I walked home along the railway, the tall fence still decked with last week’s Halloween detritus. Half a gnawed pumpkin grinned macabrely at me from the kerbside, its innards gushing obscenely from the gash in the side of its carved face.

I pulled up my hood against the drizzle. It wasn’t half-past five, but it felt later. No-one else was around and my shoes thudded softly as I trudged the last miserable stretch to my door.

The house across the road still had their halloween decorations up. I rolled my eyes as I fumbled for my keys. That’s what you get, I thought, if you live in student-ville. Their Halloween party had driven Ken up the wall - he’d nearly gone over to tell them to stop their bloody screaming but I’d convinced him to leave it. He only ever made a fool out of himself with those lads.
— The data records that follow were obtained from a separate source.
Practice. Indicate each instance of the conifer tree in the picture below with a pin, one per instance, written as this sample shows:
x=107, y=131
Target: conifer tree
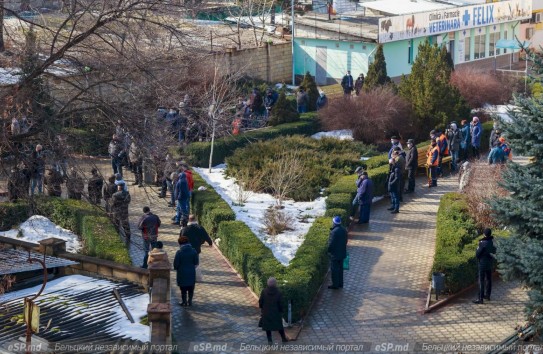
x=377, y=71
x=434, y=100
x=284, y=111
x=520, y=256
x=312, y=91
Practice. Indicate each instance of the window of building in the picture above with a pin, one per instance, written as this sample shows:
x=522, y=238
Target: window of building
x=492, y=39
x=479, y=46
x=467, y=48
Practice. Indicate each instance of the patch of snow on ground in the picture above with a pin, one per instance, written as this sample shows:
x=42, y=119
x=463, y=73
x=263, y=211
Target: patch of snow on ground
x=38, y=227
x=344, y=134
x=79, y=284
x=284, y=245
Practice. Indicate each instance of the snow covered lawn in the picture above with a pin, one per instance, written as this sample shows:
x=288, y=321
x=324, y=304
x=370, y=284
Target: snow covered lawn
x=67, y=288
x=284, y=245
x=38, y=227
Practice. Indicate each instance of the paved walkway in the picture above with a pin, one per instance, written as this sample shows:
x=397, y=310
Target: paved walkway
x=383, y=295
x=390, y=262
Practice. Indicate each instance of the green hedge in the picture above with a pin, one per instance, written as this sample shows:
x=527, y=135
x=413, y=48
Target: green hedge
x=198, y=153
x=100, y=237
x=456, y=242
x=300, y=281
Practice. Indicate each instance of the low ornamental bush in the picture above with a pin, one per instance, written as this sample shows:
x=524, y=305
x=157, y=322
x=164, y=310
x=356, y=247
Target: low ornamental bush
x=456, y=242
x=100, y=237
x=198, y=153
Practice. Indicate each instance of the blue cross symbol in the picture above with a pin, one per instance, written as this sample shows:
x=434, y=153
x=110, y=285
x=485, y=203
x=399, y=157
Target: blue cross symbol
x=466, y=18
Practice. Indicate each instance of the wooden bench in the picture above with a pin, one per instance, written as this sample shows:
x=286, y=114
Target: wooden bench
x=422, y=159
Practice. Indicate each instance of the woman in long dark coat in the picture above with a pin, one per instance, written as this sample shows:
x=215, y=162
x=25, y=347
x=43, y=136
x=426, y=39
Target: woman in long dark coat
x=185, y=262
x=271, y=310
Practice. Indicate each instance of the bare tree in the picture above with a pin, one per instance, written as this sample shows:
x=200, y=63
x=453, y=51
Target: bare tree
x=286, y=176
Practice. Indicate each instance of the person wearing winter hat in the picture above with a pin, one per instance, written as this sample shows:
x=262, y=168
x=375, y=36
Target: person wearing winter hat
x=337, y=251
x=485, y=254
x=475, y=133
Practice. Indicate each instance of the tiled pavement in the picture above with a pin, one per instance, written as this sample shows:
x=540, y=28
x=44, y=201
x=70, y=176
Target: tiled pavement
x=384, y=290
x=386, y=287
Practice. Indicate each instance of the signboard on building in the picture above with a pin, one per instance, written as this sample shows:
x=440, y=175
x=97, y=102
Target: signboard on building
x=430, y=23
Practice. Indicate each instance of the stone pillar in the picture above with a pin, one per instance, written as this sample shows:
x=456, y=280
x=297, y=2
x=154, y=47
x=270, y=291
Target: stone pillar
x=52, y=246
x=159, y=310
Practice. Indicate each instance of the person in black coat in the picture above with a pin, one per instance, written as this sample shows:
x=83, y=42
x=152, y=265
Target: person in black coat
x=185, y=262
x=271, y=311
x=411, y=165
x=94, y=187
x=485, y=255
x=337, y=251
x=394, y=187
x=196, y=234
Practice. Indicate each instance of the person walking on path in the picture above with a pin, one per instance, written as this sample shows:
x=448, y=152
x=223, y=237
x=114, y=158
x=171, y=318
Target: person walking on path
x=75, y=185
x=365, y=197
x=394, y=186
x=182, y=197
x=185, y=262
x=347, y=83
x=120, y=202
x=432, y=160
x=196, y=234
x=271, y=311
x=109, y=189
x=302, y=100
x=465, y=142
x=455, y=137
x=411, y=165
x=359, y=84
x=475, y=133
x=94, y=187
x=148, y=224
x=485, y=255
x=337, y=251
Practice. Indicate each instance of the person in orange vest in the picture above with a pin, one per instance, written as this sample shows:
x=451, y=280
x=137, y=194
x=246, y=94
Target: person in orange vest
x=443, y=145
x=432, y=161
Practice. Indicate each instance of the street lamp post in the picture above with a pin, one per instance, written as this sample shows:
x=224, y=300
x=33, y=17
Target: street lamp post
x=292, y=41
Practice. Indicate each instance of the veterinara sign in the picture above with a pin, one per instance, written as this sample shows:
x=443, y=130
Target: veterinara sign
x=430, y=23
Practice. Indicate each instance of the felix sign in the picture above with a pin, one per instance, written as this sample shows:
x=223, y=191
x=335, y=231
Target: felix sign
x=424, y=24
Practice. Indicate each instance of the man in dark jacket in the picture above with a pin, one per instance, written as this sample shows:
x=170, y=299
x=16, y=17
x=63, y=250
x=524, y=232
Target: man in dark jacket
x=94, y=188
x=394, y=187
x=485, y=256
x=75, y=185
x=182, y=196
x=455, y=137
x=120, y=202
x=196, y=233
x=411, y=165
x=148, y=224
x=337, y=251
x=271, y=310
x=347, y=83
x=365, y=196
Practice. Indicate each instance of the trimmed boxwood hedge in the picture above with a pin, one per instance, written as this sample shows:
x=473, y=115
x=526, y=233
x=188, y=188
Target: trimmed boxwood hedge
x=100, y=237
x=198, y=153
x=300, y=281
x=456, y=241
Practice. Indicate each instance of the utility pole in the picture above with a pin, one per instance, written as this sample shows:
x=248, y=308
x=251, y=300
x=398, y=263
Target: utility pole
x=292, y=42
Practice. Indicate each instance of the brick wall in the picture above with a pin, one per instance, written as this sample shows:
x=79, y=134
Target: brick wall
x=270, y=62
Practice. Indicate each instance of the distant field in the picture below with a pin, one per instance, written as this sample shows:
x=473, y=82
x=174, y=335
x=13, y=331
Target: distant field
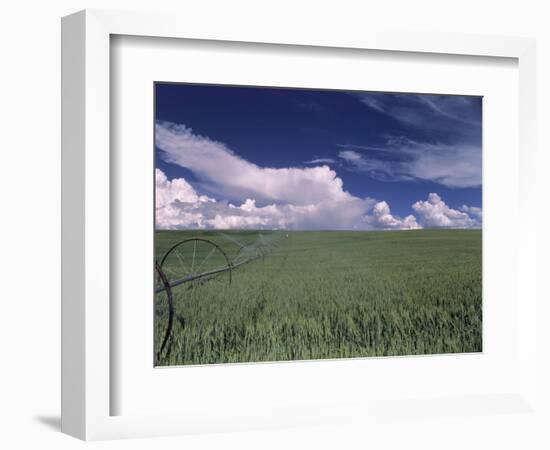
x=330, y=295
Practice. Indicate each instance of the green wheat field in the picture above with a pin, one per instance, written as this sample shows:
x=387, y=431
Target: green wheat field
x=322, y=294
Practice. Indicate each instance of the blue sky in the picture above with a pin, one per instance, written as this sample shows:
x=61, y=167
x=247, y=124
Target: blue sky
x=356, y=150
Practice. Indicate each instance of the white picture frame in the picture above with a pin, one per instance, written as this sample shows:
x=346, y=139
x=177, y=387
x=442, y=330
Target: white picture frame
x=87, y=387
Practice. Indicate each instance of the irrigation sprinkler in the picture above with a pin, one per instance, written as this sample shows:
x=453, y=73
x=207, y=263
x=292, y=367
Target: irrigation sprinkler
x=194, y=261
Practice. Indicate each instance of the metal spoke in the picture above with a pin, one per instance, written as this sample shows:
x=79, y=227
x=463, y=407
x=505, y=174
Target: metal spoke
x=181, y=261
x=194, y=253
x=206, y=259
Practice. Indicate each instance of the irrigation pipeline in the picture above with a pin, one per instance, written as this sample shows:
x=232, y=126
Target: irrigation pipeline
x=186, y=250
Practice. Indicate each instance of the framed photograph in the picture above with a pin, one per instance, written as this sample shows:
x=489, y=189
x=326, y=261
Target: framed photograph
x=265, y=229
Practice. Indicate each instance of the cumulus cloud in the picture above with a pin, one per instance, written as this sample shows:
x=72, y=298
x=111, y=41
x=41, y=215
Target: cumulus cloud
x=321, y=161
x=435, y=213
x=179, y=206
x=226, y=173
x=382, y=218
x=404, y=160
x=288, y=198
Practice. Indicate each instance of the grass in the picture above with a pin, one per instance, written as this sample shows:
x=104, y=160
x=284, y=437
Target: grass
x=330, y=295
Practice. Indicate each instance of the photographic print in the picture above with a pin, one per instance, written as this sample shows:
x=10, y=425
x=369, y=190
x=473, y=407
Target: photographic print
x=299, y=224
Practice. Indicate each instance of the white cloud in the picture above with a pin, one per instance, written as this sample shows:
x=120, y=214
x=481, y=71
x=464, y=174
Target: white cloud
x=291, y=198
x=382, y=218
x=321, y=161
x=434, y=212
x=178, y=206
x=449, y=165
x=224, y=172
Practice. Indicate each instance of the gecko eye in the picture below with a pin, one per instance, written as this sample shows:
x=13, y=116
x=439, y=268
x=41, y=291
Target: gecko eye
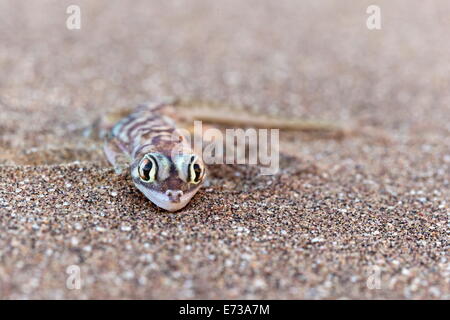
x=147, y=169
x=195, y=171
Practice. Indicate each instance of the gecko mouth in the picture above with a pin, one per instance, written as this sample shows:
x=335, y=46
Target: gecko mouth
x=163, y=201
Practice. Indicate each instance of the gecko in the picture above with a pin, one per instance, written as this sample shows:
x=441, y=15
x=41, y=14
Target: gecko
x=162, y=164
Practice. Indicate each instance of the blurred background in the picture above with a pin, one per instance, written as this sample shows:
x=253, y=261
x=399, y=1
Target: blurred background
x=374, y=204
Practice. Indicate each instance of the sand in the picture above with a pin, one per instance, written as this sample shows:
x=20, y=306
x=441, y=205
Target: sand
x=362, y=216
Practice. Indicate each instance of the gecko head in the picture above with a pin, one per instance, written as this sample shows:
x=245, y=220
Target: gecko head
x=168, y=182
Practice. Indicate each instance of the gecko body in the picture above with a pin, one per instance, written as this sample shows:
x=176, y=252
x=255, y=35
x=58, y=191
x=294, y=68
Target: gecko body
x=161, y=162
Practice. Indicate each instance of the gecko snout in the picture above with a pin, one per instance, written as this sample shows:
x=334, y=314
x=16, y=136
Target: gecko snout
x=174, y=195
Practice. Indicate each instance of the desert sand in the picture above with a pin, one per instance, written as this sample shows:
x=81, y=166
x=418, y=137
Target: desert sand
x=361, y=216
Like last Christmas when he’d complained about the blow-up doll in their window wearing a sexy santa outfit, her dimpled cheeks and astonished ‘O’ mouth hidden behind a Santa beard.

It’s indecent he’d bellowed, juvenile. Dean apologised shamefacedly and then Mike had poured bubble bath mixed with glitter on him from the upstairs window.
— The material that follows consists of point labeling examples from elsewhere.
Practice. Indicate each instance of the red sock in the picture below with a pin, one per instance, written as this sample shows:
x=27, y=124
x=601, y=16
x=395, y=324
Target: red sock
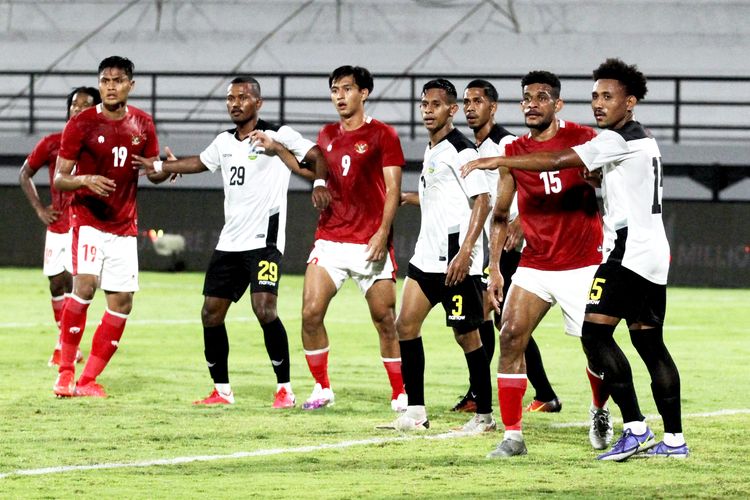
x=393, y=369
x=103, y=345
x=57, y=307
x=510, y=390
x=72, y=324
x=317, y=361
x=599, y=394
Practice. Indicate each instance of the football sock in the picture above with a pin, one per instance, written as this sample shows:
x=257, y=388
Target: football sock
x=599, y=394
x=665, y=379
x=480, y=378
x=510, y=390
x=103, y=345
x=393, y=369
x=412, y=369
x=216, y=351
x=535, y=373
x=277, y=347
x=57, y=308
x=72, y=324
x=317, y=361
x=602, y=350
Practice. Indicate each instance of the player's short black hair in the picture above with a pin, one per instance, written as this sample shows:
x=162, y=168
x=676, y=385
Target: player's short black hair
x=489, y=90
x=94, y=93
x=543, y=77
x=628, y=75
x=118, y=62
x=446, y=85
x=362, y=76
x=248, y=79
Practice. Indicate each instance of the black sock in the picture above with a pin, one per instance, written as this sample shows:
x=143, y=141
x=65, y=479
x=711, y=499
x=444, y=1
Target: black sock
x=665, y=379
x=277, y=347
x=604, y=353
x=481, y=381
x=216, y=350
x=412, y=369
x=536, y=374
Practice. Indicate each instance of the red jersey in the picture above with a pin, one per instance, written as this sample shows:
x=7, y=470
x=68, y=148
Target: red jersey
x=45, y=154
x=105, y=147
x=355, y=179
x=558, y=209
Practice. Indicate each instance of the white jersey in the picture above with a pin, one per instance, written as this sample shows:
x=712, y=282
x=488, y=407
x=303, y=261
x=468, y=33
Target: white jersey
x=445, y=201
x=632, y=184
x=255, y=187
x=494, y=145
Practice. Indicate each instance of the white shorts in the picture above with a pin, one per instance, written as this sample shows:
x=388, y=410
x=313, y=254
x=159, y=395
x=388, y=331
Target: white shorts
x=568, y=288
x=113, y=258
x=348, y=260
x=57, y=253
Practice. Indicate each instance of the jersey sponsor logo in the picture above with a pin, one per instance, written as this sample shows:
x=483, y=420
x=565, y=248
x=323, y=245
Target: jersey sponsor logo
x=360, y=147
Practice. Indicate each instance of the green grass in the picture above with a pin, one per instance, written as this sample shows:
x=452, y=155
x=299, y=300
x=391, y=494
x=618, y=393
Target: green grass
x=159, y=370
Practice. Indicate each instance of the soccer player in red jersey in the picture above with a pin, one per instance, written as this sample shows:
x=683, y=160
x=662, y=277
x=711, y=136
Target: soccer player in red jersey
x=563, y=231
x=99, y=142
x=57, y=265
x=354, y=234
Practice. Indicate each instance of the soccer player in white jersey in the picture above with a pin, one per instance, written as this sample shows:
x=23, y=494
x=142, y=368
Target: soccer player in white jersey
x=252, y=158
x=480, y=106
x=447, y=264
x=631, y=282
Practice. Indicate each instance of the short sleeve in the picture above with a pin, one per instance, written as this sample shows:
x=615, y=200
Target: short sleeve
x=293, y=141
x=393, y=155
x=211, y=157
x=607, y=147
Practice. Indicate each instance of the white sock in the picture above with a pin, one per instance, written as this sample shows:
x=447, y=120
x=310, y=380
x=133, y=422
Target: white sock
x=514, y=435
x=636, y=427
x=223, y=388
x=674, y=439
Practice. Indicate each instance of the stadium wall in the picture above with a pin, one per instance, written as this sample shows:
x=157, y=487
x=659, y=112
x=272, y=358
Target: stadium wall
x=709, y=240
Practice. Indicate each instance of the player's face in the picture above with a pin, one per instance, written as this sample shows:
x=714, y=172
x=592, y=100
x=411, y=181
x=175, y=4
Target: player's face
x=478, y=109
x=243, y=102
x=436, y=110
x=114, y=86
x=539, y=105
x=347, y=97
x=81, y=101
x=611, y=105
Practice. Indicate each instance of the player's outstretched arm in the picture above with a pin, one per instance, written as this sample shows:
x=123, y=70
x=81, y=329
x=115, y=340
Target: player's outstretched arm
x=46, y=214
x=66, y=181
x=458, y=268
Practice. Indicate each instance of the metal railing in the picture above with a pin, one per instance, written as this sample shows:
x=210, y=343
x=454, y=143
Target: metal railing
x=680, y=109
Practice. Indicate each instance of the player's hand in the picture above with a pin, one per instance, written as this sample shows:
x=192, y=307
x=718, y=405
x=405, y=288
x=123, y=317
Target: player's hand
x=321, y=198
x=514, y=235
x=458, y=268
x=47, y=215
x=481, y=164
x=376, y=247
x=495, y=289
x=98, y=184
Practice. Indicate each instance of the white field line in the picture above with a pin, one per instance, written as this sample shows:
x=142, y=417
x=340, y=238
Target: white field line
x=300, y=449
x=718, y=413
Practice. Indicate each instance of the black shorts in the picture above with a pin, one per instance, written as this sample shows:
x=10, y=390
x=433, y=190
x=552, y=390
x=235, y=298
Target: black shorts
x=619, y=292
x=230, y=273
x=462, y=303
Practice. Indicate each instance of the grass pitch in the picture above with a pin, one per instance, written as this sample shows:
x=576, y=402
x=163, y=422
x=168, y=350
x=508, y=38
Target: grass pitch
x=148, y=441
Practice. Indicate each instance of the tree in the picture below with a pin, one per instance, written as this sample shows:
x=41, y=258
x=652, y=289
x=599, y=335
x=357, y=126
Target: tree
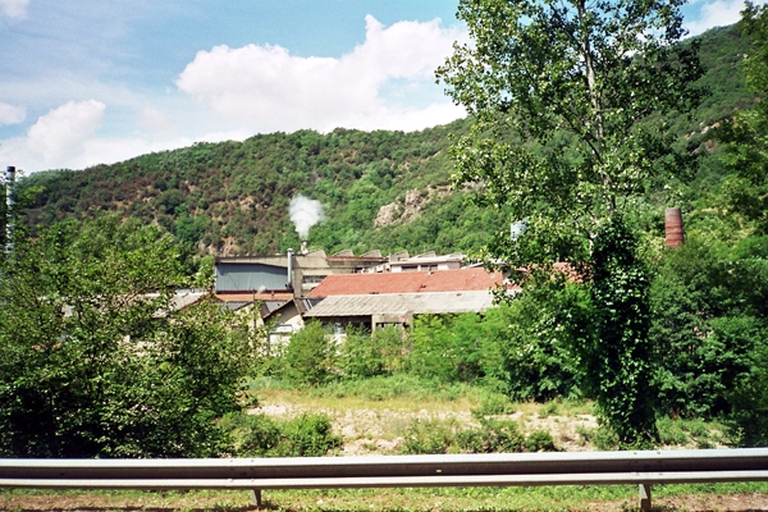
x=95, y=361
x=569, y=99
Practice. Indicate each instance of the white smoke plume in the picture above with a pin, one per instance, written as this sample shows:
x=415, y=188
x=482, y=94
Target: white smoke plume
x=305, y=213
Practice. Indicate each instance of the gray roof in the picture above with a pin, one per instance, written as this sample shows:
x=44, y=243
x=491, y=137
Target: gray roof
x=402, y=304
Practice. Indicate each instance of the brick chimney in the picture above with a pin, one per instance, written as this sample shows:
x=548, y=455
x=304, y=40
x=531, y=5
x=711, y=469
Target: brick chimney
x=673, y=227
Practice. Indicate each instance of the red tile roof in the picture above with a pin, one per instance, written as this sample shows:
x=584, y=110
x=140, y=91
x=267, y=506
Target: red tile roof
x=465, y=279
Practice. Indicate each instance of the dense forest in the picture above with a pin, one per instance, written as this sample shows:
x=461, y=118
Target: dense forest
x=699, y=310
x=380, y=190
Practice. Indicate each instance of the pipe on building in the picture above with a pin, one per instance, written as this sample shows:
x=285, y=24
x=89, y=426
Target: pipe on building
x=289, y=255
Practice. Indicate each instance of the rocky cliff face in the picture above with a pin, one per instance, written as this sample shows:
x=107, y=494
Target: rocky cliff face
x=409, y=207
I let myself into the dark hallway. Ken wasn’t back yet, so I picked up the mail: a postcard from Jill in Vietnam, a flyer for a play about a tapeworm, bills, more bills, adverts. Then a letter for the boys across the road.
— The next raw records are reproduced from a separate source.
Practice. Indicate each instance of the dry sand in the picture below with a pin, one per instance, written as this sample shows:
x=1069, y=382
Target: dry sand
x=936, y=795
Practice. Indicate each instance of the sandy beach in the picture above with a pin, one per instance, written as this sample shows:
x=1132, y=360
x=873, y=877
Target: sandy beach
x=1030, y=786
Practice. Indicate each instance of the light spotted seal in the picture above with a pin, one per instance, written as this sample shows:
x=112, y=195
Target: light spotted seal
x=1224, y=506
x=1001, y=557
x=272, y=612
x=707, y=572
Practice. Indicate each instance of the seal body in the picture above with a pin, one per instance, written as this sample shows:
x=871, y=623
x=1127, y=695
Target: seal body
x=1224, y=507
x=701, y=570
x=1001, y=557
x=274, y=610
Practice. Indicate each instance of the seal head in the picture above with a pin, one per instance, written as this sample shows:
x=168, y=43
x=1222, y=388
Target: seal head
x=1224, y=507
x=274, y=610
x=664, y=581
It looked official. I should run it over. Perhaps I could mention the decorations - maybe they’d take them down before Ken got home. I scurried over, hunching against the rain.

The decorations were morbid. Plastic bats dangled, the sinister silhouette of the blow up doll pressed against the window through the curtain, as if trying to escape, spatters of fake blood smeared on the glass, trickling, coagulating on the windowsill. It was nearly a full week since Halloween, Ken was right, it was high time this lot came down.

I knocked for ages before giving up, then wedged it into the letterbox among the reams of junk mail. Students are disgusting I thought. And the house stank. It was vile

Then I stepped back and fell into the stack of rubbish bags that had been building up since before the party, flailing among the rotting food and empty booze bottles. I screamed with disgust and humiliation - how could they live like this?

When I saw the astonished face of the blow-up doll gaping through a translucent binbag I screamed again. This was beyond, I finally understood Ken’s rage.

I stood up, stinking, dishevelled and banged hard on the window, demanding they answer immediately.

Then the shape pressed against the window shunted sideways and toppled towards me with a thud. I saw the greying flesh of the dead boy’s cheek distorted against the glass, a single, terrified eye staring from his blood-spattered face, silently begging for someone to come and complain about the noise.